L’intelligenza artificiale può sostituire gli insegnanti?
“L’anno scorso – ricorda Bruzzone – abbiamo fatto un convegno con i ragazzi scuole superiori di Piacenza e abbiamo portato il nostro piccolo robot antropomorfo, chiedendo a ragazzi di interagire con lui. Ho notato che la loro attenzione non era tanto sull’aspetto funzionale, quanto su quello relazionale: cercavano di toccarlo, di porgergli la mano. Il processo di apprendimento non comporta solo aspetti cognitivi ma anche relazionali: noi ci evolviamo grazie alle relazioni. Se in aula viene meno l’atmosfera emotiva, se si smette di coltivare la conoscenza come sentimento, c’è il rischio di impoverire l’azione. I docenti non possono essere sostituiti, a patto che riescano a stare in questa relazione”.
“Modificare la didattica, più peso all’esperienza”

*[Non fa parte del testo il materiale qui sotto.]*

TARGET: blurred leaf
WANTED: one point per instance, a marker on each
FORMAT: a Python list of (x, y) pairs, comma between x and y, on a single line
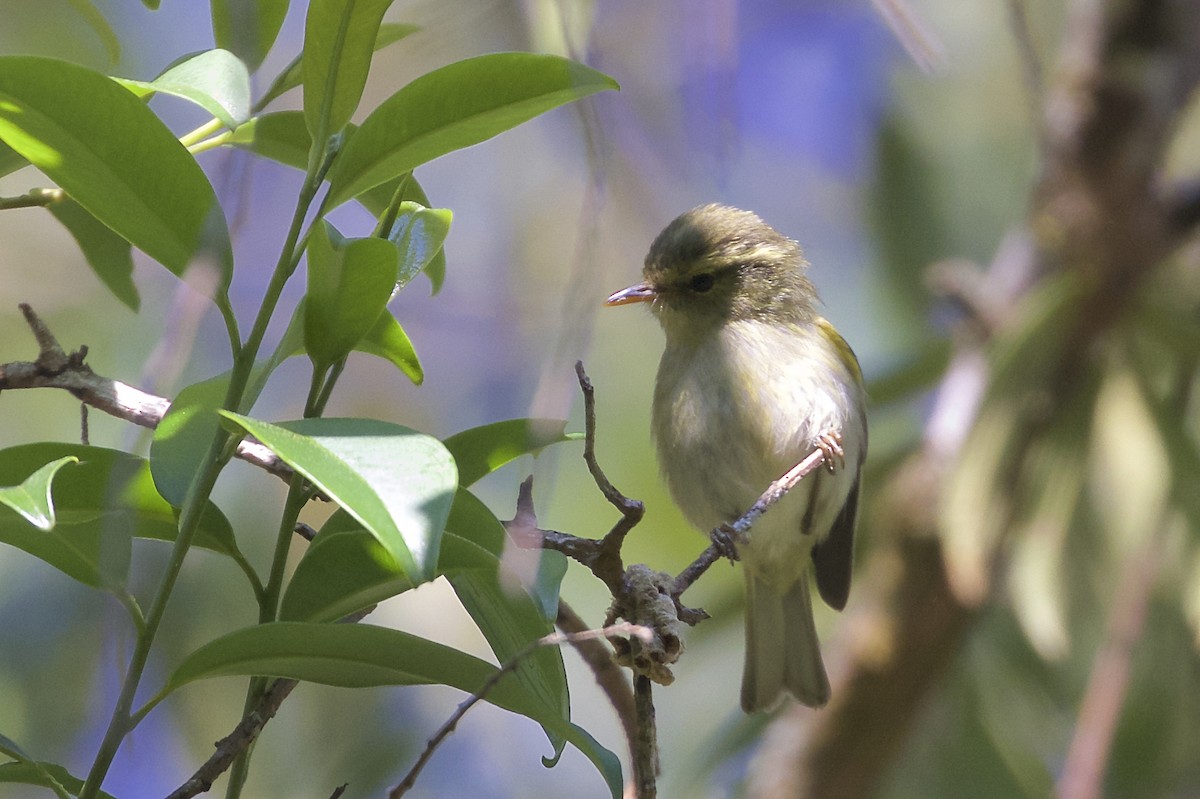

“Credo che la didattica abbia bisogno di essere modificata – sostiene Lorenzoni – l’esperienza dovrebbe diventare centrale. Personalmente, sono resistente a insegnare l’empatia e la resilienza, perché credo siano esperienze che si fanno da quando si è piccoli”. L’intelligenza artificiale può essere, tuttavia, un valido supporto anche a scuola. “Ci può essere uno strumento che semplifica un testo in inglese, ad esempio. I docenti, anche di sostegno, sono facilitati nel produrre materiali utili alla personalizzazione. Ma sul piano delle esperienze, dobbiamo tornare alla lettura e alla letteratura, che è la simulazione della vita reale. Possono diventare due momenti separati del momento di classe: l’esperienza, leggendo le storie, e la lezione, dove la personalizzazione entra più nel dettaglio tecnico”.
Francesco Petronzio
Nelle foto, l'incontro all'auditorium della Fondazione: in alto, da sinistra Marzia Foletti, Giulia Lorenzoni e Daniele Bruzzone (l'altro relatore era in videoconferenza) e il pubblico in sala.